Note that the record returned by MergedRecord does not have those components that appear in both arguments. This forces us to explicitly write down from which record we want to inherit those functions, or to define them anew. In our example the components common to GroupElementOps and DomainOps are only the equality and ordering functions, which we have to define anyhow. (This solution for the problem of which definition to choose in the case of multiple inheritance is also taken by C++.)

With this function definition we can now initialize ResidueClassOps.

gap> ResidueClassOps := MergedRecord( GroupElementOps, DomainOps );;

Now we add all functions to this record as described above.

Next we add a function to the operations record that tests whether a certain object is in a residue class.

gap> ResidueClassOps.\in := function ( element, class )
>     if IsInt( element )  then
>         return (element mod class.modulus = class.representative);
>     else
>         return false;
>     fi;
> end;;

Finally we add a function to compute the intersection of two residue classes.

gap> ResidueClassOps.Intersection := function ( R, S )
>     local   I,          # intersection of R and S, result
>             gcd;        # gcd of the moduli
>     if IsResidueClass( R )  then
>         if IsResidueClass( S )  then
>             gcd := GcdInt( R.modulus, S.modulus );
>             if     R.representative mod gcd
>                 <> S.representative mod gcd
>             then
>                 I := [];
>             else
>                 I := ResidueClass(
>                         ChineseRem(
>                             [ R.modulus,        S.modulus ] ,
>                             [ R.representative, S.representative ]),
>                         Lcm(  R.modulus,        S.modulus ) );
>             fi;
>         else
>             I := DomainOps.Intersection( R, S );
>         fi;
>     else
>         I := DomainOps.Intersection( R, S );
>     fi;
>     return I;
> end;;

There is one further thing that we have to do. When Group is called with a single argument that is a domain, it assumes that you want to create a new group such that there is a bijection between the original domain and the new group. This is not what we want here. We want that in this case we get the cyclic group that is generated by the single residue class. (This overloading of Group is probably a mistake, but so is the overloading of residue classes, which are both group elements and domains.) The following definition solves this problem.

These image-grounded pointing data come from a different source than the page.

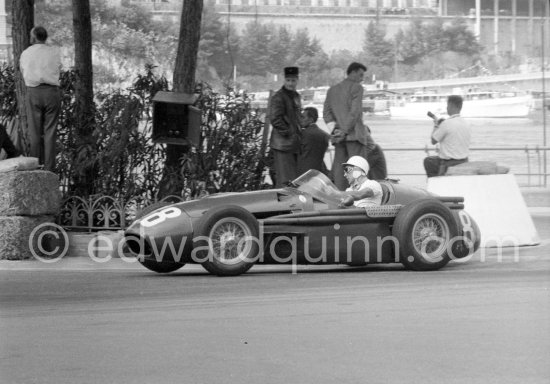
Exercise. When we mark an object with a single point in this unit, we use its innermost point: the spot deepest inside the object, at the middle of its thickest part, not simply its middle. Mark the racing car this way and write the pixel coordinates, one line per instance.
(304, 223)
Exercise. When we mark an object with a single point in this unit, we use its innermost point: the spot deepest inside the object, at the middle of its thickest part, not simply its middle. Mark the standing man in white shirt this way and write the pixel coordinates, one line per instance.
(453, 136)
(343, 114)
(40, 66)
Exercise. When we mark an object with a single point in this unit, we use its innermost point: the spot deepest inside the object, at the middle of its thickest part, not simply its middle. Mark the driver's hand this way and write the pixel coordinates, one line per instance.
(346, 202)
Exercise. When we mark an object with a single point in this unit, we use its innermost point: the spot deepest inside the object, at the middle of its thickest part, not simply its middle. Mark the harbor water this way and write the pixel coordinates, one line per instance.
(398, 138)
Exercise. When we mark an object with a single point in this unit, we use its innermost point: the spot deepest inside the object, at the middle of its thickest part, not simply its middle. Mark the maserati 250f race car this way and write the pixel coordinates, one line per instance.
(227, 233)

gap> ResidueClassOps.Group := function ( R )
>     return ResidueClassesOps.Group( ResidueClasses, [R], R^0 );
> end;;

This concludes our example. There are however several further things that you could do. One is to add functions for the quotient, the modulus, etc. Another is to fix the functions so that they do not hang if asked for the residue class group mod 1. Also you might try to implement residue class rings analogous to residue class groups. Finally it might be worthwhile to improve the speed of the multiplication of prime residue classes. This can be done by doing some precomputation in ResidueClass and adding some information to the residue class record for prime residue classes (Mon85).